What Bill Parcells has helped build in South Florida -- the resurfacing of a club and its culture -- will now get put to the test.
We will now see how sturdy this Dolphins foundation really is, and if a roster brimming with youth can deliver on its considerable promise without the face of the renovation around.
The men Parcells put in place to run this show have to prove they can lead Miami into the next phase of the group's development, which would be to go from playoff-level team to championship contender.
Don't get mixed up about the impact of the iconic Tuna's departure. In some ways, to be sure, he'll be difficult to replace. In others, this process is simply part of a natural progression that was set in the motion in the spring and, if you really want to dig deep, has been a distinct part of the Dolphins' blueprint since Parcells arrived in January 2008.
Parcells not cutting all ties
Yes, Parcells' title underwent a pretty serious change at the start of the season, going from "executive vice president of football operations" to "consultant". Yes, he recently cleaned out the office he's occupied in the club's Davie, Fla. facility.
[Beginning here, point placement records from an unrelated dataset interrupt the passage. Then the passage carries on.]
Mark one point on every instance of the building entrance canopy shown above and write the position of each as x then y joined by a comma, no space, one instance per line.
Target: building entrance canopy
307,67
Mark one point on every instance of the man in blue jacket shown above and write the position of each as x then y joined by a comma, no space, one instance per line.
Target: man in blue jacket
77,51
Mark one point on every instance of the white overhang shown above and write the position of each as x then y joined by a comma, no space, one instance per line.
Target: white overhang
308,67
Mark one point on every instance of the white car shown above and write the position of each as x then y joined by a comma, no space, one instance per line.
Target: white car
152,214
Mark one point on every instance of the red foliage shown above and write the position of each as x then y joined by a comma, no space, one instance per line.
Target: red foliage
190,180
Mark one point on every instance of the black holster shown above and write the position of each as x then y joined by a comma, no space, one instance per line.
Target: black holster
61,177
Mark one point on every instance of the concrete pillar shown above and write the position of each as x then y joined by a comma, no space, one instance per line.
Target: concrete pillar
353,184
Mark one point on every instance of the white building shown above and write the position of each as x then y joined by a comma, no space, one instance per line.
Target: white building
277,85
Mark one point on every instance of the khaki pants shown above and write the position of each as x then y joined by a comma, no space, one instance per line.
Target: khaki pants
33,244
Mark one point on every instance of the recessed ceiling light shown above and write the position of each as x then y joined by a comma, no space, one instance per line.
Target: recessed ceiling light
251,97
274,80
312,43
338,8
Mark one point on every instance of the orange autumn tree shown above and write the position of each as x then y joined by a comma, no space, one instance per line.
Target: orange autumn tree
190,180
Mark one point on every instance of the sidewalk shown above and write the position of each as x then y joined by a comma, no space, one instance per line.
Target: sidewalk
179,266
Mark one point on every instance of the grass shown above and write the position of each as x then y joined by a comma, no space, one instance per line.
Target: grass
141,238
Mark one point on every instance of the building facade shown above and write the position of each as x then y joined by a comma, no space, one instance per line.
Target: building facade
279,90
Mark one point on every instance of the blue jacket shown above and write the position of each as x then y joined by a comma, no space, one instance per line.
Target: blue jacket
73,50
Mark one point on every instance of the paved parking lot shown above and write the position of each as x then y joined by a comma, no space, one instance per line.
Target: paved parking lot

And that step's foundation is in Parcells' comfort level that the organization -- top-to-bottom, from players to coaches to front office personnel, and from on-field characteristics to overall organizational mindset -- embodies what he and general manager Jeff Ireland and coach Tony Sparano set out to put in place back in 2008, when they found a club in the kind of disarray that made their Dallas rebuilding effort look like a touch-up job.
The truth is that the structure of the day-to-day football operation in Miami won't be rocked much by Parcells slipping out the door. It was always Parcells' goal to become more of a sounding board for others, rather than to lead, something he entrusted Ireland and Sparano to do. In the spring, with the organization moving in lockstep, and the coaches and personnel folks rarely hearing ideas shot down much by Parcells anymore as a singular vision took hold, the Kingfish slowly started to withdraw.
It makes sense, too. The reason Parcells plucked Sparano and Ireland from Dallas to begin with is because they bought in part and parcel to the ideals he believed in, and that's also why Miami is flooded with ex-Cowboy employees like assistant head coach/secondary Todd Bowles, defensive line coach Kacy Rodgers, quarterbacks coach David Lee, assistant director of player personnel Brian Gaine and player personnel administrator Chris Shea. They carry out the vision that Parcells had, because their vision mirrors his.
So where will Miami miss Parcells?
Well, he's made it clear to the powers-that-be with the Dolphins that he's there if they need him for advice, being 70 miles north in Jupiter, and, in this technological day and age, it wouldn't be hard to get some game film up there for his review.
But he will be missed, and perhaps the area it will be felt most is in the accountability his presence seems to inspire in everyone around him. It's something that's not as necessary now, more than 30 months into the job, than it was back when the power troika arrived. Yet, it never hurts to have it, and it'll take the work ethic of all those that were around him to maintain a cultural level Parcells would never let slip.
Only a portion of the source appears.